No passado mês de Dezembro, vários presos a quem são atribuídos crimes de lesa-humanidade foram colocados em liberdade com a complacência do presidente Maurício Macri. Nesse sentido, a visita do presidente dos EUA ao país, justamente no dia 24 de Março e no contexto de uma forte conflitualidade social e contestação à orientação ultra-reaccionária do executivo, teve para as organizações e forças progressistas e de esquerda argentinas um significado simbólico.
Sem perdão
Barack Obama procurou demarcar-se do apoio político e logístico que os EUA deram à ditadura ao prestar homenagem às vítimas e ao referir timidamente a violação dos direitos humanos. Caucionou, porém, o ensejo de Maurício Macri de «olhar para o futuro» e soterrar o genocídio e o terrorismo de Estado praticados com o [documentado] estímulo dos mais altos responsáveis políticos de Washington, acusaram organizações e participantes na marcha realizada dia 24 sob a consigna «sem direitos não há democracia».
Este lema remete, por outro lado, para a situação de autêntico regresso ao passado noutros planos. Os argentinos não esquecem e pretendem justiça pelos crimes cometidos entre 1976 e 1983. Uma sondagem publicada segunda-feira, 28, pelo diário página 12, indica que oito em cada dez argentinos repudiam a ditadura, e que 60 por cento dos inquiridos considera que o actual governo deve perseguir e julgar os responsáveis por delitos contra os direitos humanos.

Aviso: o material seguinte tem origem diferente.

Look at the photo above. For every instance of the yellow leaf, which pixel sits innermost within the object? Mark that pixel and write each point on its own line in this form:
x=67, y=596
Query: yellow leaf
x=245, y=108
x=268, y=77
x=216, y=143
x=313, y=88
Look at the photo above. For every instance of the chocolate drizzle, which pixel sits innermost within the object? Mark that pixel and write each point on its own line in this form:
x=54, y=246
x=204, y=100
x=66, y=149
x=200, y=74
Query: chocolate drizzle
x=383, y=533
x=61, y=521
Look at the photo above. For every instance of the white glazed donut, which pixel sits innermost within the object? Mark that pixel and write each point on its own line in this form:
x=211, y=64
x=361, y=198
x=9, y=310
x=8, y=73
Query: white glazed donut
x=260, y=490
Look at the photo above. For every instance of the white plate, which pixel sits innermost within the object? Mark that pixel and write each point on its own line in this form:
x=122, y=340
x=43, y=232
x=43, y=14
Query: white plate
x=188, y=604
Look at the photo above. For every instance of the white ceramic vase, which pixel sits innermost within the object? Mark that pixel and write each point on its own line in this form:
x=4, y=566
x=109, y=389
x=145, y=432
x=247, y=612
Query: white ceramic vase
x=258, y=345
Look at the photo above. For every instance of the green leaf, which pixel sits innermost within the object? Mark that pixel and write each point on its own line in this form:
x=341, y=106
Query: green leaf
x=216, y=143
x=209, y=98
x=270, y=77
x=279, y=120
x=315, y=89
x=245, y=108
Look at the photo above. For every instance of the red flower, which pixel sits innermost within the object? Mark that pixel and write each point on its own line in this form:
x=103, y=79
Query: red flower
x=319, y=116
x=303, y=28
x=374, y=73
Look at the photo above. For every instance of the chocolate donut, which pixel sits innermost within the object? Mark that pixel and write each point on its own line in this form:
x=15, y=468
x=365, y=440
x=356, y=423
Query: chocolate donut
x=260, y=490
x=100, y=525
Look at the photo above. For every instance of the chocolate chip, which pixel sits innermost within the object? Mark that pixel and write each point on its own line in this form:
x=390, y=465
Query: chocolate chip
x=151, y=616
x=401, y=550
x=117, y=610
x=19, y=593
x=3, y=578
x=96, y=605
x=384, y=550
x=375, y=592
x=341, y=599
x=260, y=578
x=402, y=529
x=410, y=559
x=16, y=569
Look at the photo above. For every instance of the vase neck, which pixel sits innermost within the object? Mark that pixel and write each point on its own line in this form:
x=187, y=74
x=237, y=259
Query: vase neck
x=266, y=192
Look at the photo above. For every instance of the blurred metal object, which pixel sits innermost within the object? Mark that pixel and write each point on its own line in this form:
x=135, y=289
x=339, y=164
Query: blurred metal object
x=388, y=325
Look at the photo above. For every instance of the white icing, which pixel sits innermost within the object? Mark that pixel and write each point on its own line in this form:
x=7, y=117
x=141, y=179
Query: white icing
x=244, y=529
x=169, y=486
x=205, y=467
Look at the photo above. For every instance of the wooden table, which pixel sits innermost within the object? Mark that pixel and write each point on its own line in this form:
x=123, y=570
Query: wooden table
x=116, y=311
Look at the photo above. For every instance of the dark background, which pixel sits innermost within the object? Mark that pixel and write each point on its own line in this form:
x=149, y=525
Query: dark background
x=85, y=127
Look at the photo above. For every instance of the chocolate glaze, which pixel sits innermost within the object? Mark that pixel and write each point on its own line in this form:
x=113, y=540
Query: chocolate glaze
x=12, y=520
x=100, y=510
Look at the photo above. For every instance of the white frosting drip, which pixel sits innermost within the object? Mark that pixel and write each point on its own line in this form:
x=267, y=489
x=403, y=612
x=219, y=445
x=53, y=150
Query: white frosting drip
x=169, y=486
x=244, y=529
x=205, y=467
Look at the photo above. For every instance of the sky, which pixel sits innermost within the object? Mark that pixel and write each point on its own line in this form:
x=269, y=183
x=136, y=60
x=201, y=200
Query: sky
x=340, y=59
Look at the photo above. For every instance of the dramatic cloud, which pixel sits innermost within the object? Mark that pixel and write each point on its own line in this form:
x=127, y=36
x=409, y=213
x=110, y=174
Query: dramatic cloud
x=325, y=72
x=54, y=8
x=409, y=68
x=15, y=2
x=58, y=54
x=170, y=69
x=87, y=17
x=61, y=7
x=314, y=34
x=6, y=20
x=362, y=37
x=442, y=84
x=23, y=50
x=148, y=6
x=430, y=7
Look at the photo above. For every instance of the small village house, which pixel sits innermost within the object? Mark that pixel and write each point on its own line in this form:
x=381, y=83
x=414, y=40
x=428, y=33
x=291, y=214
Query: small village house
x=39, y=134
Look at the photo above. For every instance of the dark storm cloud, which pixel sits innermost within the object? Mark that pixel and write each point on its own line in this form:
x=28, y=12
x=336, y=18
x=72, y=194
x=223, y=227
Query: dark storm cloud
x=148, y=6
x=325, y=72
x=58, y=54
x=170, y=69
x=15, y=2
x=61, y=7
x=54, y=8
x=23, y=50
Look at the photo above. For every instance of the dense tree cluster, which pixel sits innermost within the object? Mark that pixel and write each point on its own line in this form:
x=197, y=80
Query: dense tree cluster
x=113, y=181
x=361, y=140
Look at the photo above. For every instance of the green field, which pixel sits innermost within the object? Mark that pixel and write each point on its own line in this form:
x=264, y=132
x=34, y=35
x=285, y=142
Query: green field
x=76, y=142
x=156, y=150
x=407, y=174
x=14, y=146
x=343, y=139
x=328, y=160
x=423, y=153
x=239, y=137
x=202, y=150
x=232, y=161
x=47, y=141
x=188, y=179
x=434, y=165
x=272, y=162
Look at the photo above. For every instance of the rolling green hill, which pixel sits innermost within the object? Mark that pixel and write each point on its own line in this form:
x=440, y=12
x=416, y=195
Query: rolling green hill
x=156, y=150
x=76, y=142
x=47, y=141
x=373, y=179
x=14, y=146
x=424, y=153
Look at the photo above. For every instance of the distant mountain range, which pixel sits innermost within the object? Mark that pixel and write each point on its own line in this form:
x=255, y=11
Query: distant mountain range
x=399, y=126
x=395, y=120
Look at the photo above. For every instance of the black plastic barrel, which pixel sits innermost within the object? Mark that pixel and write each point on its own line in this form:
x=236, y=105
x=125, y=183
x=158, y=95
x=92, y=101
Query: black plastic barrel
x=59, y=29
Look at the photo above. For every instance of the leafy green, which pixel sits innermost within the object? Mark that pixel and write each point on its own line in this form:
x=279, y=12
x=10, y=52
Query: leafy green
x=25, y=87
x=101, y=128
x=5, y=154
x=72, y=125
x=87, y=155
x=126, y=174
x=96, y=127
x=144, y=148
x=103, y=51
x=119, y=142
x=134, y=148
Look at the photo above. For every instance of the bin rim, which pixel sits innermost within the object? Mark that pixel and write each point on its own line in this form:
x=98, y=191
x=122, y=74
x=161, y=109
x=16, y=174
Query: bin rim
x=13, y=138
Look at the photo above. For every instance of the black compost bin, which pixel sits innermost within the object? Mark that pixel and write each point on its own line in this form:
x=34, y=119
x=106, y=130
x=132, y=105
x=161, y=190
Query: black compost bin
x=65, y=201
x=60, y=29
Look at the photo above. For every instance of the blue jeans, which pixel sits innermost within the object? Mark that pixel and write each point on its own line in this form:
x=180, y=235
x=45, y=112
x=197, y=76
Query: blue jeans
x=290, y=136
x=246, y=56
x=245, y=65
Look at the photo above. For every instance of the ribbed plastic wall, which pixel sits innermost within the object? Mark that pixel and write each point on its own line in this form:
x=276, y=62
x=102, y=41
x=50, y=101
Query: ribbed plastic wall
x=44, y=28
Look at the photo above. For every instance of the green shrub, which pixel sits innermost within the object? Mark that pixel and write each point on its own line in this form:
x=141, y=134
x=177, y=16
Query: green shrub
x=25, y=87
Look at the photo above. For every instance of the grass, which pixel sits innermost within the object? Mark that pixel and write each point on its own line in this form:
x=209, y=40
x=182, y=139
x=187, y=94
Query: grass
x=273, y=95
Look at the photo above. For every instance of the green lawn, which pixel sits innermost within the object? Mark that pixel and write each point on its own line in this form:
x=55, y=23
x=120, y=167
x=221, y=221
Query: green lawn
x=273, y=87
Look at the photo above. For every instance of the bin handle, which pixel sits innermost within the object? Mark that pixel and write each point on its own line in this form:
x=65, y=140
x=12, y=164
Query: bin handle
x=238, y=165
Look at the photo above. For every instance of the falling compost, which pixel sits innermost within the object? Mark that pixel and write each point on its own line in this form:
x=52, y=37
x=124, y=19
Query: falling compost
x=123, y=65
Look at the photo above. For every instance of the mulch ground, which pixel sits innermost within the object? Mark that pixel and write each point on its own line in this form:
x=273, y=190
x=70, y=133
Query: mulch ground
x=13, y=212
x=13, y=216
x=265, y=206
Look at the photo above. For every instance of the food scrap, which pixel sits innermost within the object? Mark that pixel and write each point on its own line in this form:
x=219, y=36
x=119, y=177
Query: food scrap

Reclamam, no entanto, e com o mesmo vigor, contra a orientação reaccionária imposta desde que Mauricio Macri foi empossado chefe de Estado, de que servem de exemplo a vaga de despedimentos e a perseguição de trabalhadores contratados na administração central e local (algumas estimativas indicam que são já mais de 100 mil); a censura de perspectivas e informação críticas (suspensão da Senado TV e de programas na televisão estatal, anúncio da retirada do sinal da Telesurtv); o favorecimento dos grande capital (derrogação da retenção de lucros da exploração mineira e da agro indústria, acordo com os fundos especulativos pela emissão de mais 15 mil milhões de dólares de dívida soberana, levantamento das restrições à conversão de moeda nacional em dólares e à sua exportação); o fim da subsidiação da electricidade provocando aumentos de até 500 por cento, bem como agravamentos sucessivos na tarifa de gás para as famílias e MPME; a repressão dos protestos populares e imposição de tectos salariais, etc.
Tudo promovido pelo governo de Mauricio Macri nos primeiros cem dias, o qual Barack Obama saudou como exemplo do «regresso da Argentina à liderança regional» e ao seio da «economia global», e com quem subscreveu uma série de acordos que fazem lembrar os famigerados tratados de Livre Comércio.